Голубева изображает в фильме, поставленном по мо­тивам Джозефа Конрада, таинственную славянку, кажется, беженку из какой-то неблагополучной страны. Сам Бартас появляется в эффектном "камео" в образе безумного музы­канта-пророка. В роли благополучного молодого писателя, который пытается познать "настоящую жизнь" — Гийом Депардье, сын знаменитого Жерара. Его мать — неувя­даемая Катрин Денев, которая впервые спустя тридцать лет после "Дневной красавицы" обнажила на экране свою грудь. После того как режиссер сажает звезду на мотоцикл и "убивает" в середине фильма, он становится значительно хуже.
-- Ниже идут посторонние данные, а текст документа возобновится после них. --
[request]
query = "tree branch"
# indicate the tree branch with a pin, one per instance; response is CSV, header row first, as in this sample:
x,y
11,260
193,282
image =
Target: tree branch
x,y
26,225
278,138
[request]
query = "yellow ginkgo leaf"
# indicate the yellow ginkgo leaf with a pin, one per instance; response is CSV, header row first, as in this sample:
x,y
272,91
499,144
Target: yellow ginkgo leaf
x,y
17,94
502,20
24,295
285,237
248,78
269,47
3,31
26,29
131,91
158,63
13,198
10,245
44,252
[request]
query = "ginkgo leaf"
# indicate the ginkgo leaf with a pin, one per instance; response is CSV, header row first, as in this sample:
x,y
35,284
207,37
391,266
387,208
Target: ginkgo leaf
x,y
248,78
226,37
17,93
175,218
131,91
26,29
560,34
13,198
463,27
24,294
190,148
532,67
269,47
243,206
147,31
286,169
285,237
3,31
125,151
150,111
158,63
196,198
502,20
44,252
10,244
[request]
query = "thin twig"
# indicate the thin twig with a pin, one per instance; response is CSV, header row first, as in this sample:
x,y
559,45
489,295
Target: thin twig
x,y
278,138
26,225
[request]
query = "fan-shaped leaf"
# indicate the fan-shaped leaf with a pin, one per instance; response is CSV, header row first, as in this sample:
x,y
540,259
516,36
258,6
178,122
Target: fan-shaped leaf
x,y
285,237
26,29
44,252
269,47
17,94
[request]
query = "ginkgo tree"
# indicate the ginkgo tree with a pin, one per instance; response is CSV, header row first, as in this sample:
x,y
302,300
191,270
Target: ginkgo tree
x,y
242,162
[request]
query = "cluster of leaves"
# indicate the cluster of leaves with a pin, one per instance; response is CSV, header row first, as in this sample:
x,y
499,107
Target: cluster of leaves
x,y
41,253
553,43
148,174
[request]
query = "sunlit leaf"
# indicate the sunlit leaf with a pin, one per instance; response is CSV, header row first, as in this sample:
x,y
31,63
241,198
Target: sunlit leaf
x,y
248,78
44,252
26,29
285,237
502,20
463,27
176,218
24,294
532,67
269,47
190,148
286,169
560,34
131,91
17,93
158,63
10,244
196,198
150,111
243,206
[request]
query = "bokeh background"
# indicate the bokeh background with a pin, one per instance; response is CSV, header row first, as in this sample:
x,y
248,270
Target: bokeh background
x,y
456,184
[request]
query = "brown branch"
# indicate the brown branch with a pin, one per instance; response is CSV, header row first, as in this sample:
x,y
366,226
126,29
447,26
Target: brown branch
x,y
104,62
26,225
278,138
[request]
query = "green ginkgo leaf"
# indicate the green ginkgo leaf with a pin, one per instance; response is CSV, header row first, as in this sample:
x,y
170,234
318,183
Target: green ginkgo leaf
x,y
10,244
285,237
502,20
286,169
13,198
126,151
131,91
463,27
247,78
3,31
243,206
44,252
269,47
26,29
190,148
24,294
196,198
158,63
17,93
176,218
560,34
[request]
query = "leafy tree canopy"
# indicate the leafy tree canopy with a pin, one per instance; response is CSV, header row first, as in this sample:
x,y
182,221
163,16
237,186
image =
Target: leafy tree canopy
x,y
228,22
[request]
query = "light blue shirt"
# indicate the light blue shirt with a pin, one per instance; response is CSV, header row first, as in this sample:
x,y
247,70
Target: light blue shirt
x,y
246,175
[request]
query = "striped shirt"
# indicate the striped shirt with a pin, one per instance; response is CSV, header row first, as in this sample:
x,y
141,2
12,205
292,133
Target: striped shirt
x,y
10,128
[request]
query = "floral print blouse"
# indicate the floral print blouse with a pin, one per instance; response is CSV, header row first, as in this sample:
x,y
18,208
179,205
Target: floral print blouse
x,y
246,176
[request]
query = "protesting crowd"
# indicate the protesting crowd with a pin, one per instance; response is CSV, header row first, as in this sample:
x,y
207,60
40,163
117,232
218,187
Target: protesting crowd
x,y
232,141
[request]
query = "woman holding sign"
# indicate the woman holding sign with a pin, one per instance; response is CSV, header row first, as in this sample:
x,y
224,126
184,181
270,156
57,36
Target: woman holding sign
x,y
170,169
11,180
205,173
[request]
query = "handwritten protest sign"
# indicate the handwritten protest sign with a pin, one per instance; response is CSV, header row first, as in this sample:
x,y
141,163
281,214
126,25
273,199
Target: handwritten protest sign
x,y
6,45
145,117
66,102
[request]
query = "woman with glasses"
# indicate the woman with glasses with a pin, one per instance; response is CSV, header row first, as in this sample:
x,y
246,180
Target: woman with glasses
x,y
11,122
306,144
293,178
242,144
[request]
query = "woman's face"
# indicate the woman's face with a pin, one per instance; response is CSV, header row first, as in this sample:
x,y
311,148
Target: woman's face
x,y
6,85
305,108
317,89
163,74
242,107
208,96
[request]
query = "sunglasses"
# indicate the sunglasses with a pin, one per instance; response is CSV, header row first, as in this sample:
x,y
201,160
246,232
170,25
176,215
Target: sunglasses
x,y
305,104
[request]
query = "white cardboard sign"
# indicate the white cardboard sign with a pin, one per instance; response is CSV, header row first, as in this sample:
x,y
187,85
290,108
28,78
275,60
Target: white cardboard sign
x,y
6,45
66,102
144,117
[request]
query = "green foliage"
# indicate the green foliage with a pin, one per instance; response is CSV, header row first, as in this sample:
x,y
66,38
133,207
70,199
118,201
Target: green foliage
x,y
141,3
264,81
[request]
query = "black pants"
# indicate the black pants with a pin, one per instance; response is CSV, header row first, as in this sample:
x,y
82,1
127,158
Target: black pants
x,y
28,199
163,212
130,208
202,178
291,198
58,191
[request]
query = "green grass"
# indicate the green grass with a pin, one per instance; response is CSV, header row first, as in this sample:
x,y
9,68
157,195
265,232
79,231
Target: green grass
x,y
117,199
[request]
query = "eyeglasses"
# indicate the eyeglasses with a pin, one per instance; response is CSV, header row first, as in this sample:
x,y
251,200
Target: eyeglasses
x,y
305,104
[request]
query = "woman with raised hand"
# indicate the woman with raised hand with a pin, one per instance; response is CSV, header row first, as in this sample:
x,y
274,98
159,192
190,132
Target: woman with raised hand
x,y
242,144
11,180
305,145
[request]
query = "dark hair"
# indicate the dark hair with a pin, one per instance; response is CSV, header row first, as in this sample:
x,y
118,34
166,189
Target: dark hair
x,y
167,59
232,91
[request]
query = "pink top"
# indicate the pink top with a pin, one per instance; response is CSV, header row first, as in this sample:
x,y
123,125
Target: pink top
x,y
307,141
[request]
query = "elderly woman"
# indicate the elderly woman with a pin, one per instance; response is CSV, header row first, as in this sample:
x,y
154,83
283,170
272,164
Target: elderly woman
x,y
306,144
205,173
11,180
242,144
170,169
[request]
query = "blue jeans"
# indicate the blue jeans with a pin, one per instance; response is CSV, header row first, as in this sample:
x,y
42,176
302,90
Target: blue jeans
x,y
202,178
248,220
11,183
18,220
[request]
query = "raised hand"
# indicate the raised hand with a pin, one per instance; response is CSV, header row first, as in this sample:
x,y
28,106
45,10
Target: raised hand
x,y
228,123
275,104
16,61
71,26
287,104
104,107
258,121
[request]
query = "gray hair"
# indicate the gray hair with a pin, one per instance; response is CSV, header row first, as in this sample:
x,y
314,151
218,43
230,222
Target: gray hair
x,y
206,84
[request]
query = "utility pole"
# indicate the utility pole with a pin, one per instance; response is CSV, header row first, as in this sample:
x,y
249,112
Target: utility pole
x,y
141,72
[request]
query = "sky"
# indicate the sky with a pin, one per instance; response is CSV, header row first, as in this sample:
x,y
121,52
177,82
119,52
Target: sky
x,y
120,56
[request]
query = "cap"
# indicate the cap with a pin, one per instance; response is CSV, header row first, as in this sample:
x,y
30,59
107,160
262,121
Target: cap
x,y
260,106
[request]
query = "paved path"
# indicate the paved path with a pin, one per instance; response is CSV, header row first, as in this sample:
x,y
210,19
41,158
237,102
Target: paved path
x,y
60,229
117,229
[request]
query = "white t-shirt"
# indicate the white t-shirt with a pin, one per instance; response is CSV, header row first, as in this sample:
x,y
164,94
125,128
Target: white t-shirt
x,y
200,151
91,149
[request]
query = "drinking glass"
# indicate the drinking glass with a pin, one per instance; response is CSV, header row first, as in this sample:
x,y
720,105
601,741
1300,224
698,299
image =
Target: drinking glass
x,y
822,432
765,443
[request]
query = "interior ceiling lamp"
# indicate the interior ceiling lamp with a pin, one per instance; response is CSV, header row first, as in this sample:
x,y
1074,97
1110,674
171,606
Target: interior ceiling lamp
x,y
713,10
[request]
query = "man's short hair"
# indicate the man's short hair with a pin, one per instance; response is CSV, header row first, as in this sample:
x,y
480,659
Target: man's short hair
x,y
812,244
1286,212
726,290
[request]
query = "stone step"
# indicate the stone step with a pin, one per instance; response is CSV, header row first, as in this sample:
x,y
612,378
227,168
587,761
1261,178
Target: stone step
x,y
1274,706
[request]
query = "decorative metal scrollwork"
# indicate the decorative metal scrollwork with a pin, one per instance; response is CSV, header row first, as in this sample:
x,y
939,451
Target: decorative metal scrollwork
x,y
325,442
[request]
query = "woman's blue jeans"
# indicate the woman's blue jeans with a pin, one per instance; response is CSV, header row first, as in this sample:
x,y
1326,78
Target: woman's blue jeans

Хотя должно быть наоборот: героиня Денев вопло­щает благополучие и буржуазность, которых что есть мочи бежит герой Депардье-младшего.

Чтобы возбудить интерес к героине Голубевой, Каракс заставляет ее произносить заунывные монологи с сильным акцентом и "вживую" играть сексуальные сцены с Депардье. Фильм наполнен характерными для Каракса поэтическими пассажами и эффектными постановочными приемами. Однако весь этот искусно сконструированный мир рассы­пается, а идея картины выглядит удручающе банальной. Она сводится к тому, что художник должен страдать. И все бы ничего, если бы вдруг от этого не повеяло (привет от "ударенного" Тарковским Бартаса) унылой символикой восточноевропейского кино.

Наверное, художник должен страдать. Как и не­художник, впрочем. Но, наверное, он не должен делать это декларативно и напоказ. Иначе он рискует показаться вызывающе несовременным.

200

90-е на своем исходе культивируют новые, более конк­ретные ценности, чем призрачность кинематографических легенд. Виртуализированный мир жаждет плотской жесто­кости и нерассуждающей чувственности. Его легко загипно­тизировать постановочной мощью, как делает это амери­канизированный и становящийся все более безличным Люк Бессон. Не достигший еще сорокалетия Каракс вдруг начи­нает казаться старомодным и провинциальным со своим сугубо французским картезианством и авторским нарцис­сизмом. Впрочем, он еще достаточно молод и безумен, чтобы построить новый имидж.

"Я думаю, — говорит Каракс, — для нашей эпохи ти­пично то, что мы живем в состоянии безвыходности. И скоро неизбежно наступит еще более брутальный отрезок. Кино должно присутствовать при этом — несмотря на то что уже поздно. Оно должно сопровождать людей в опасности. При условии, что оно само устремлено к опас­ности".